Untuk lebih lanjut dapat dilihat bagaimana ketentuan pidana bagi
pelaku pembakaran hutan dan lahan sesuai dengan tiga undang- undang tersebut:
a) Undang-Undang Nomor 41 Tahun 1999 tentang Kehutanan
Pasal 49 UU Kehutanan menyatakan bahwa, Pemegang hak atau izin
bertanggung jawab atas terjadinya kebakaran hutan di areal kerjanya. Dan Pasal 50 ayat (3) huruf d menyatakan setiap orang dilarang membakar hutan. Namun sayangnya dalam undang-undang tersebut tidak menjelaskan ketentuan pidana mengenai Pasal 49. Ketentuan pidana sebagaimana diatur pada Pasal 50 ayat (3) huruf d diatur pada Pasal 78 ayat (3) yang menyatakan Barang siapa dengan sengaja melanggar ketentuan sebagaimana dimaksud dalam Pasal 50 ayat (3) huruf d, diancam dengan pidana penjara paling lama 15 (lima belas) tahun dan denda paling banyak Rp. 5.000.000.000,00 (lima milyar rupiah). Sementara itu apabila pelakunya merupakan badan usaha maka Pasal 50 ayat (14) menyatakan bahwa Tindak pidana sebagaimana dimaksud dalam Pasal 50 ayat (1), ayat (2), dan ayat (3) apabila dilakukan oleh dan atau atas nama badan hukum atau badan usaha, tuntutan dan sanksi pidananya dijatuhkan terhadap pengurusnya, baik sendiri-sendiri maupun bersamasama, dikenakan pidana sesuai dengan ancaman pidana masing-masing ditambah dengan 1/3 (sepertiga) dari pidana yang dijatuhkan.
b) Undang-Undang Nomor 18 Tahun 2004 tentang Perkebunan
Pasal 48 ayat (1) UU Perkebunan menyatakan setiap orang yang
dengan sengaja membuka dan/atau mengolah lahan dengan cara pembakaran yang berakibat terjadinya pencemaran dan kerusakan fungsi lingkungan hidup sebagaimana dimaksud dalam Pasal 26, diancam dengan pidana penjara paling lama 10 (sepuluh) tahun dan denda paling banyak Rp 10.000.000.000,00 (sepuluh miliar rupiah).
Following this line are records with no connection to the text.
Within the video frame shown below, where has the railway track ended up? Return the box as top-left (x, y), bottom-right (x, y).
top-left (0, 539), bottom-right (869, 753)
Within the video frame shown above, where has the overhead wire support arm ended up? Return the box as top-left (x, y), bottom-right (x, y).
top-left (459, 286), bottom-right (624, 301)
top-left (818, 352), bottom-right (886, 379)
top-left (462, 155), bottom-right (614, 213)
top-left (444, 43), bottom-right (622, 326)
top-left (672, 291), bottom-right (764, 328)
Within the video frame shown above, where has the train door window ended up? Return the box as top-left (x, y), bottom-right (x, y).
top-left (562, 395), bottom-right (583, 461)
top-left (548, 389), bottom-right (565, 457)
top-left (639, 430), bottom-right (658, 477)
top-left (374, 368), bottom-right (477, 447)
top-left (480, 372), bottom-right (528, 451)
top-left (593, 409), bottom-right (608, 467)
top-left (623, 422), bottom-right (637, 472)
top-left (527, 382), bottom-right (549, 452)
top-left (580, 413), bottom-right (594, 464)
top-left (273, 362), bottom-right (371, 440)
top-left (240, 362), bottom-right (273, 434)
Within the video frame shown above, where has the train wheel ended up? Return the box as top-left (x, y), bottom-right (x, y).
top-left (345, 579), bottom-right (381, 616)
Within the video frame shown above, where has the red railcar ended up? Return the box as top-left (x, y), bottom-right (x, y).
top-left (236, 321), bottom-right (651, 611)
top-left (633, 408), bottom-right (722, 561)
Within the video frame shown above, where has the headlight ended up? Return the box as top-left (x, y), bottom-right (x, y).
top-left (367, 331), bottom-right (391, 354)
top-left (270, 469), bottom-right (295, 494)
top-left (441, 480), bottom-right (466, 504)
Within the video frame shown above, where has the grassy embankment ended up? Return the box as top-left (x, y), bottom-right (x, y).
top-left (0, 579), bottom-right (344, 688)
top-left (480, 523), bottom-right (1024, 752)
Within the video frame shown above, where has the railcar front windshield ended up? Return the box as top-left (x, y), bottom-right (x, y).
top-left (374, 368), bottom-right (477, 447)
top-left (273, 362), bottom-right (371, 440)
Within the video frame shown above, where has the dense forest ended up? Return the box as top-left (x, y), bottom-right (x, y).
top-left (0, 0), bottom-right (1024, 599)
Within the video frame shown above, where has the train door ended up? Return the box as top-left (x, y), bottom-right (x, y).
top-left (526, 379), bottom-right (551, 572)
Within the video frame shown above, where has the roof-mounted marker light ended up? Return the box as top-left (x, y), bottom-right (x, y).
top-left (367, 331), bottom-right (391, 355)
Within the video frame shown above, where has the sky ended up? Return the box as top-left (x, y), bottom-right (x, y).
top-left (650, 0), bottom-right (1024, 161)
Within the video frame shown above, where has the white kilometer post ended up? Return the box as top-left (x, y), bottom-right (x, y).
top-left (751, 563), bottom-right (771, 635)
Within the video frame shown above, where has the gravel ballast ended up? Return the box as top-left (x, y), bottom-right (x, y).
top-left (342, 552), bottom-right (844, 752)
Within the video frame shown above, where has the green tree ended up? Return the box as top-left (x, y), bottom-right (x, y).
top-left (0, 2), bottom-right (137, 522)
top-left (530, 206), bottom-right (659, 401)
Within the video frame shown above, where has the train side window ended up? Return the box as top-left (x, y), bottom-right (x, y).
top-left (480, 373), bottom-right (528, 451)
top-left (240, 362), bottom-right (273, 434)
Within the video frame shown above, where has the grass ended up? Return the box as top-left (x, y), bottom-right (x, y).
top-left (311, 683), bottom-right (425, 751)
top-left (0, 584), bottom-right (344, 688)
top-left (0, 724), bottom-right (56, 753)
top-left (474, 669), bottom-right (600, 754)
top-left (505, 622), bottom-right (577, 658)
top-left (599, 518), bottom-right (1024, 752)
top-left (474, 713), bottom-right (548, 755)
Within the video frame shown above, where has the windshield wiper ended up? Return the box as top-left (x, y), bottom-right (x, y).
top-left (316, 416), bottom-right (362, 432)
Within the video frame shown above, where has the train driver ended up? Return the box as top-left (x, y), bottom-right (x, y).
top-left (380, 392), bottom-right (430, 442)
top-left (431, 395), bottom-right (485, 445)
Sementara dalam Pasal 48 ayat (2) menyatakan jika tindak pidana sebagaimana dimaksud dalam ayat (1) mengakibatkan orang mati atau luka berat, pelaku diancam dengan pidana penjara paling lama 15 (1ima belas) tahun dan denda paling banyak Rp 15.000.000.000,00 (lima belas miliar rupiah). Pasal 48 ini merupakan pasal yang mengatur ketentuan pidana tentang pembakaran lahan jika teradapat kesengajaan oleh pelaku. Pasal 49 ayat (1) menyatakan setiap orang yang karena kelalaiannya membuka dan/atau mengolah lahan dengan cara pembakaran yang berakibat terjadinya pencemaran dan kerusakan fungsi lingkungan hidup sebagaimana dimaksud dalam Pasal 26, diancam dengan pidana penjara paling lama 3 (tiga) tahun dan denda paling banyak Rp 3.000.000.000,00 (tiga miliar rupiah). Sementara ayat (2) menyatakan jika tindak pidana sebagaimana dimaksud dalam ayat (1) mengakibatkan orang mati atau luka berat, pelaku diancam dengan pidana penjara paling lama 5 (lima) tahun dan denda paling banyak Rp 5.000.000.000,00 (lima miliar rupiah).
c) Undang-Undang Nomor 32 Tahun 2009 tentang Panduan dan
Pengelolaan Lingkungan Hidup
Jika merujuk pada penjelasan Pasal 21 ayat (3) huruf c UU PPLH
menyatakan yang dimaksud dengan "kerusakan lingkungan hidup yang berkaitan dengan kebakaran hutan dan/atau lahan" adalah pengaruh perubahan pada lingkungan hidup yang berupa kerusakan dan/atau pencemaran lingkungan hidup yang berkaitan dengan kebakaran hutan dan/atau lahan yang diakibatkan oleh suatu usaha dan/atau kegiatan.